Reference no: EM132001391

Question: Objective: Design a digital forensic incident response and analysis toolkit. Describe the preparation, tools, and procedures necessary for responding to an incident. The description should include the purpose of each tool and the role it plays in an investigation. Develop a scenario response that includes both computer and mobile device examination. Describe how your toolkit and procedures would be used during the scenario from initial notification to report delivery and results presentation.

Course Goals:

1. Develop and utilize a methodology for digital evidence collection, preservation, and analysis.

2. Develop incident response plan and procedures for a variety of digital forensic situations.

3. Evaluate environment for global/international influences and determine implications on forensic procedures.

4. Appraise appropriate digital forensic techniques for Network, Internet, and Cloud-based environments.

5. Incorporate validated forensic results into appropriate action plans, reporting, information sharing, and information archiving procedures.
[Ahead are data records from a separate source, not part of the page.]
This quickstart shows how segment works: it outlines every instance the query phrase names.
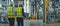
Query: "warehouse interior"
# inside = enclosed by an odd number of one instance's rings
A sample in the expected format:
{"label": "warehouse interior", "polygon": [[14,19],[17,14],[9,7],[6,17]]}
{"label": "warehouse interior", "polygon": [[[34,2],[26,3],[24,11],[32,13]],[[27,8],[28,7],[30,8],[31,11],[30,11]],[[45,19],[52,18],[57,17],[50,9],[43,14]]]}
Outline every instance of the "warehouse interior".
{"label": "warehouse interior", "polygon": [[[22,5],[24,26],[60,26],[60,0],[0,0],[0,26],[9,26],[7,9]],[[14,26],[17,26],[15,17]]]}

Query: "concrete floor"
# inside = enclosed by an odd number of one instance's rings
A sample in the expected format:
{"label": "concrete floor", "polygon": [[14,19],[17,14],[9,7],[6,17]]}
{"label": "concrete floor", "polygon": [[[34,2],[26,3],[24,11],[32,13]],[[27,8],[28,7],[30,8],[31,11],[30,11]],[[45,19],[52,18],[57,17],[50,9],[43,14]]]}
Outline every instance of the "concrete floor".
{"label": "concrete floor", "polygon": [[[8,26],[8,24],[0,24],[0,26]],[[44,24],[44,26],[60,26],[60,24]]]}

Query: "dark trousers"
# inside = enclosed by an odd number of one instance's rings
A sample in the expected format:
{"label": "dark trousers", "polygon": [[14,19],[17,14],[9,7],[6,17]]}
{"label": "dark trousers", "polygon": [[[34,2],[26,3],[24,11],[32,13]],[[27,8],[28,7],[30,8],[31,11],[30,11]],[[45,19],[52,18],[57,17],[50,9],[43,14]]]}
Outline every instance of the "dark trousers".
{"label": "dark trousers", "polygon": [[23,26],[23,18],[22,17],[17,18],[17,24],[18,24],[18,26]]}
{"label": "dark trousers", "polygon": [[14,26],[15,18],[8,18],[10,26]]}

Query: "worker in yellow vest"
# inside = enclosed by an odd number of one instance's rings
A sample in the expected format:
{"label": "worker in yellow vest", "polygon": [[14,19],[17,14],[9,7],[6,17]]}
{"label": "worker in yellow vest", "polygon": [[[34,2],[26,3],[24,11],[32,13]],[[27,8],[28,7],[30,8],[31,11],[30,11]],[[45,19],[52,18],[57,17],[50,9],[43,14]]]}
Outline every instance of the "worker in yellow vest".
{"label": "worker in yellow vest", "polygon": [[8,8],[7,8],[7,13],[8,13],[8,20],[9,20],[9,24],[10,26],[14,26],[14,20],[15,20],[15,16],[14,16],[14,7],[13,5],[10,5]]}
{"label": "worker in yellow vest", "polygon": [[16,17],[18,26],[23,26],[24,9],[22,8],[22,5],[19,5],[19,7],[17,7]]}

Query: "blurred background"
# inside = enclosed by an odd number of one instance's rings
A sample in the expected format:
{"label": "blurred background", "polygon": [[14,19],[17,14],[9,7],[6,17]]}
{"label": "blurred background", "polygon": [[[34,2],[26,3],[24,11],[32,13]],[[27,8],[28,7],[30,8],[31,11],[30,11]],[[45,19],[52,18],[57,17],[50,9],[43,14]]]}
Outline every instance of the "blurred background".
{"label": "blurred background", "polygon": [[7,9],[10,4],[14,11],[17,6],[23,6],[24,26],[60,26],[60,0],[0,0],[0,26],[9,26]]}

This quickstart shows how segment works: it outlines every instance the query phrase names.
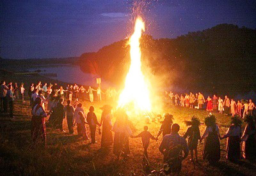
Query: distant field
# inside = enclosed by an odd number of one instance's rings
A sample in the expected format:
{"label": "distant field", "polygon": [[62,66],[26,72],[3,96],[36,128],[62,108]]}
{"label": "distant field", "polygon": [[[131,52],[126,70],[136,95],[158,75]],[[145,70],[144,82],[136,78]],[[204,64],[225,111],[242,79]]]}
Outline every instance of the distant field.
{"label": "distant field", "polygon": [[[101,110],[99,107],[104,104],[95,102],[99,120]],[[91,104],[83,102],[84,110]],[[183,135],[187,129],[183,121],[196,115],[202,122],[207,115],[206,111],[188,109],[181,107],[164,107],[164,112],[173,114],[175,122],[180,125],[180,135]],[[130,138],[131,154],[127,161],[115,161],[112,149],[110,151],[100,150],[100,136],[97,133],[97,143],[90,145],[89,141],[70,135],[52,131],[47,128],[48,147],[45,151],[33,150],[29,149],[30,142],[30,109],[28,104],[24,106],[19,103],[15,105],[18,117],[17,121],[10,121],[2,116],[0,119],[0,166],[3,175],[129,175],[136,173],[145,174],[142,162],[143,147],[140,138]],[[214,114],[217,122],[220,125],[220,133],[223,135],[229,124],[230,117]],[[145,121],[134,119],[130,117],[138,134],[143,130]],[[115,122],[115,119],[113,119]],[[153,122],[149,124],[148,130],[156,136],[161,124]],[[200,127],[201,135],[205,126]],[[64,129],[67,131],[67,121],[64,121]],[[76,129],[75,129],[76,133]],[[90,133],[88,130],[88,133]],[[159,170],[162,165],[163,156],[158,150],[161,137],[157,142],[151,141],[148,149],[148,158],[151,170]],[[209,166],[202,160],[203,143],[198,146],[199,163],[195,166],[189,161],[190,155],[183,161],[182,175],[254,175],[256,165],[246,161],[241,165],[234,164],[225,159],[226,140],[221,142],[221,159],[214,166]]]}

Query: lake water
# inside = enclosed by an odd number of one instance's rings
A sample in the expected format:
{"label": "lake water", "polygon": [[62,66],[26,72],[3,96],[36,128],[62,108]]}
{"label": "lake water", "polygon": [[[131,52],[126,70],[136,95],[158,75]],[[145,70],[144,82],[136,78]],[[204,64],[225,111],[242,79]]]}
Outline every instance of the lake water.
{"label": "lake water", "polygon": [[[40,70],[40,74],[56,73],[57,77],[51,77],[51,78],[58,80],[60,81],[68,82],[71,84],[77,84],[84,85],[91,85],[97,87],[96,78],[99,78],[99,76],[84,73],[83,72],[80,67],[77,65],[39,65],[34,66],[29,70],[30,71]],[[102,88],[108,88],[109,86],[113,86],[111,83],[101,80]]]}

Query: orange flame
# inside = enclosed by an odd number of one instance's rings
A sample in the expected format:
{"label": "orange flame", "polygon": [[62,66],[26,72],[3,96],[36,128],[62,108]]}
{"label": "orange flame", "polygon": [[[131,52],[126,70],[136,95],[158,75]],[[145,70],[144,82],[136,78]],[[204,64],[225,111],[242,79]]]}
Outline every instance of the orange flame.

Scenario: Slatestone Land Development contracted Acer Tree Service to clear land for construction of several homes. The home is located on a bluff with a tree obstructed view of a lake. The tree service cut several trees that were on a private landowner's property that were obstructing the lake view for the new homes. The private landowner is upset because she now has a ‘fish bowl' effect where the new homes are looking at her house whereas before the tree cutting episode her home was secluded.
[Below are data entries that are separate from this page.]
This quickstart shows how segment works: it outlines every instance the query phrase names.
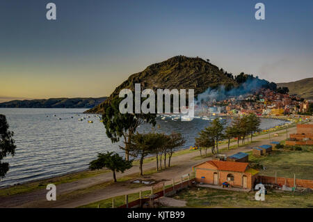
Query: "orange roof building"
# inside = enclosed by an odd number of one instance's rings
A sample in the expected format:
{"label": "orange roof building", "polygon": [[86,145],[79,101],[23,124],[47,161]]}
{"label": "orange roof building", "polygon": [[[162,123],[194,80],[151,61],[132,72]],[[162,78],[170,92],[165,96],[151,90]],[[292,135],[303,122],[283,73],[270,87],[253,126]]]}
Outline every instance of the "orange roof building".
{"label": "orange roof building", "polygon": [[195,181],[209,184],[222,185],[225,182],[231,187],[252,189],[259,171],[249,167],[248,163],[210,160],[193,167]]}

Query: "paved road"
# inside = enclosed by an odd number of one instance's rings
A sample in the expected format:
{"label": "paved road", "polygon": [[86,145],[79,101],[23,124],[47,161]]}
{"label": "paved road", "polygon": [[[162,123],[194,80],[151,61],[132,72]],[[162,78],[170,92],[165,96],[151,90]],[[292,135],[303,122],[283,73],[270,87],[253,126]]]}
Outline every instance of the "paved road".
{"label": "paved road", "polygon": [[[285,130],[277,132],[277,133],[285,132]],[[288,134],[296,133],[296,127],[288,129]],[[273,136],[274,133],[271,133],[271,139],[275,141],[283,141],[286,139],[286,134],[280,136]],[[256,146],[269,143],[268,134],[257,136],[253,138],[255,142],[248,146]],[[230,145],[236,145],[236,142],[231,143]],[[220,149],[227,148],[227,144],[220,145]],[[225,152],[227,155],[234,154],[238,152],[248,152],[251,149],[247,148],[239,148]],[[208,153],[211,152],[208,150]],[[191,152],[177,157],[173,157],[171,165],[173,166],[166,171],[154,173],[150,175],[150,179],[156,180],[164,180],[166,184],[170,184],[172,178],[179,180],[182,175],[188,173],[191,171],[193,166],[211,159],[207,158],[195,158],[200,155],[198,151],[195,150]],[[155,162],[152,161],[144,164],[144,171],[155,169]],[[117,177],[120,178],[125,175],[129,175],[138,173],[138,166],[133,166],[131,169],[125,171],[123,174],[118,173]],[[139,178],[139,177],[138,177]],[[17,194],[8,197],[0,197],[0,207],[76,207],[94,203],[111,197],[125,195],[130,193],[138,192],[139,190],[150,190],[150,187],[142,187],[140,188],[131,189],[128,182],[118,182],[104,187],[101,184],[112,180],[112,173],[105,173],[93,177],[83,178],[72,182],[65,183],[57,185],[57,200],[56,201],[47,201],[46,193],[47,191],[45,188],[36,190],[27,193]],[[128,185],[127,185],[128,184]],[[93,189],[90,189],[93,187]],[[86,189],[88,189],[88,192]]]}

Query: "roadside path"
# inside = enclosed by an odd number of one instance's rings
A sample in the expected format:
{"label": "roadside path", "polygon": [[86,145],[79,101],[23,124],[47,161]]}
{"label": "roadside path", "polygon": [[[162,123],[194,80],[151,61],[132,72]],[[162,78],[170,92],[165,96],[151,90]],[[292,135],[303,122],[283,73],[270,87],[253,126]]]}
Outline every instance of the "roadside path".
{"label": "roadside path", "polygon": [[[288,129],[288,134],[296,133],[296,127],[289,128]],[[283,133],[285,132],[285,129],[282,129],[275,132],[271,132],[271,141],[280,141],[286,139],[286,134],[283,134],[280,136],[273,136],[274,133]],[[253,137],[252,140],[259,141],[252,142],[252,143],[247,145],[247,147],[269,143],[268,134],[257,136]],[[241,142],[239,145],[241,145]],[[231,143],[230,146],[232,145],[236,145],[236,141]],[[227,147],[227,144],[219,145],[220,149]],[[250,148],[241,147],[224,152],[223,154],[230,155],[238,152],[248,152],[250,150]],[[211,153],[211,150],[208,150],[208,153]],[[195,158],[198,156],[200,156],[200,152],[195,150],[194,152],[173,157],[171,161],[171,165],[173,166],[166,168],[165,171],[143,177],[149,177],[149,179],[154,179],[158,181],[163,180],[166,182],[166,185],[170,184],[172,183],[172,178],[176,178],[177,181],[178,181],[182,175],[191,173],[193,166],[211,159],[211,157]],[[148,162],[143,165],[143,169],[145,171],[155,169],[155,161]],[[138,173],[138,166],[134,166],[122,174],[118,173],[117,178],[134,175],[134,173]],[[138,176],[138,177],[140,178],[141,177]],[[102,187],[101,184],[109,182],[111,180],[112,173],[109,172],[92,177],[58,184],[56,186],[56,201],[47,201],[46,200],[47,190],[45,189],[45,187],[30,193],[0,197],[0,207],[77,207],[120,195],[136,193],[140,190],[151,189],[150,186],[131,189],[128,187],[129,182],[118,182],[105,187],[102,186]],[[90,189],[88,192],[84,192],[84,189]]]}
The developer claims he didn't authorize the tree cutting. The new home owners claim that they didn't request the trees to be cut. Acer Tree Service claims that they were instructed cut all the trees that were marked with red spray paint. Slatestone and Acer have worked in the past, and marking trees with red spray paint is standard practice in the industry. All 18 trees were clearly marked with red paint, though no one from Slatestone was on site to supervise, and Slatestone claims they did not mark the 18 trees that were mistakenly cut.

The private landowner has decided to file a lawsuit for criminal trespass and destruction of property against Slatestone, Acer, and the owners of the new homes for the 18 mature maple trees that were cut. The law firm representing the private landowner has successfully argued for electronic discovery of the phones and computer for the home owners, Slatestone, and Acer in order to establish fault and liability. You have been hired to perform the digital forensic examination. The court order stipulates that only email and text messages from one month prior to the incident to the present time may be retrieved. Further stipulations include that the forensic report must first be provided to opposing counsel and is subject to objection. Additionally, the court order indicates that if you disclose information to the private landowner or her legal representative that you could be subject to civil and criminal prosecution. You have ten days to schedule your evidence collection and submit your reports to opposing counsel.
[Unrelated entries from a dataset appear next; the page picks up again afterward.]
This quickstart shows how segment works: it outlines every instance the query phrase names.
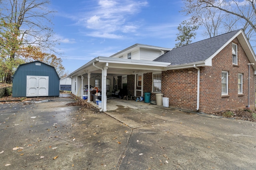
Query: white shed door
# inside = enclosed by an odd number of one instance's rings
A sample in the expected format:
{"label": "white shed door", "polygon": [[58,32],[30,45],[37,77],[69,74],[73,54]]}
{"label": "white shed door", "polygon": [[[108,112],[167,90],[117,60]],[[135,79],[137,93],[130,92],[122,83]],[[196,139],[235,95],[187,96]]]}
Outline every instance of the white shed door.
{"label": "white shed door", "polygon": [[27,76],[27,97],[48,96],[48,76]]}

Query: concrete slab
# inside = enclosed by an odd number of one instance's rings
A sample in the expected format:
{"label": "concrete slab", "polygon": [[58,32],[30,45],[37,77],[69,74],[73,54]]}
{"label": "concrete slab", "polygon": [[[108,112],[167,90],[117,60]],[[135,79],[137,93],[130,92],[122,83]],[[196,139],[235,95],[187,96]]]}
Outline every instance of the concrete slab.
{"label": "concrete slab", "polygon": [[70,98],[49,99],[0,105],[0,169],[256,167],[252,122],[125,100],[108,100],[112,109],[100,113],[66,105],[76,102]]}

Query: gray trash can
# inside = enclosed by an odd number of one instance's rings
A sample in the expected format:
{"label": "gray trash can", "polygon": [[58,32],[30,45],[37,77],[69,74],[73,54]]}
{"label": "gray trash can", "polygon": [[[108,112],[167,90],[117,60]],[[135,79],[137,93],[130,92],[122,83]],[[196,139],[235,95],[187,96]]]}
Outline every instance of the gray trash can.
{"label": "gray trash can", "polygon": [[163,94],[162,93],[157,93],[156,94],[156,105],[162,106],[163,105]]}

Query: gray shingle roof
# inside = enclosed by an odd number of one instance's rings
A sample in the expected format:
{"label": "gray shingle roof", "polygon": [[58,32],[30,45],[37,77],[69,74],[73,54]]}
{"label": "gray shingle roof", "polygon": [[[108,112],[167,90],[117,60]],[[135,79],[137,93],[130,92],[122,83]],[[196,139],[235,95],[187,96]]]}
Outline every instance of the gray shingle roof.
{"label": "gray shingle roof", "polygon": [[170,63],[171,65],[204,61],[211,57],[240,29],[174,49],[154,60]]}

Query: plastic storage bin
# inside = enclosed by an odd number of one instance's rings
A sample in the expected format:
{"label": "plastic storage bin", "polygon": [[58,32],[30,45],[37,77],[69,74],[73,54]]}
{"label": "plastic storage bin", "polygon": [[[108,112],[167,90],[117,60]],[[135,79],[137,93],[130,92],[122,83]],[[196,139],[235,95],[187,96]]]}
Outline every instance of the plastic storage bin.
{"label": "plastic storage bin", "polygon": [[98,103],[99,104],[99,107],[101,108],[102,107],[102,101],[98,102]]}
{"label": "plastic storage bin", "polygon": [[88,98],[88,95],[85,94],[85,95],[83,95],[83,99],[84,99],[84,100],[86,100]]}
{"label": "plastic storage bin", "polygon": [[144,93],[144,102],[148,103],[150,102],[150,93]]}
{"label": "plastic storage bin", "polygon": [[162,106],[163,105],[163,94],[157,93],[156,94],[156,105]]}
{"label": "plastic storage bin", "polygon": [[163,98],[163,106],[169,107],[169,98]]}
Deliverables: You need to outline the tools and materials you will need to complete this engagement, indicating how each tool will be utilized. Provide a schedule that outlines your plan for completing the investigation, including coordinating evidence seizure and report dissemination. In a distinct section of your assignment, outline the steps that you will take to comply with the court order. The paper should be 5-7 pages, and include at least five sources.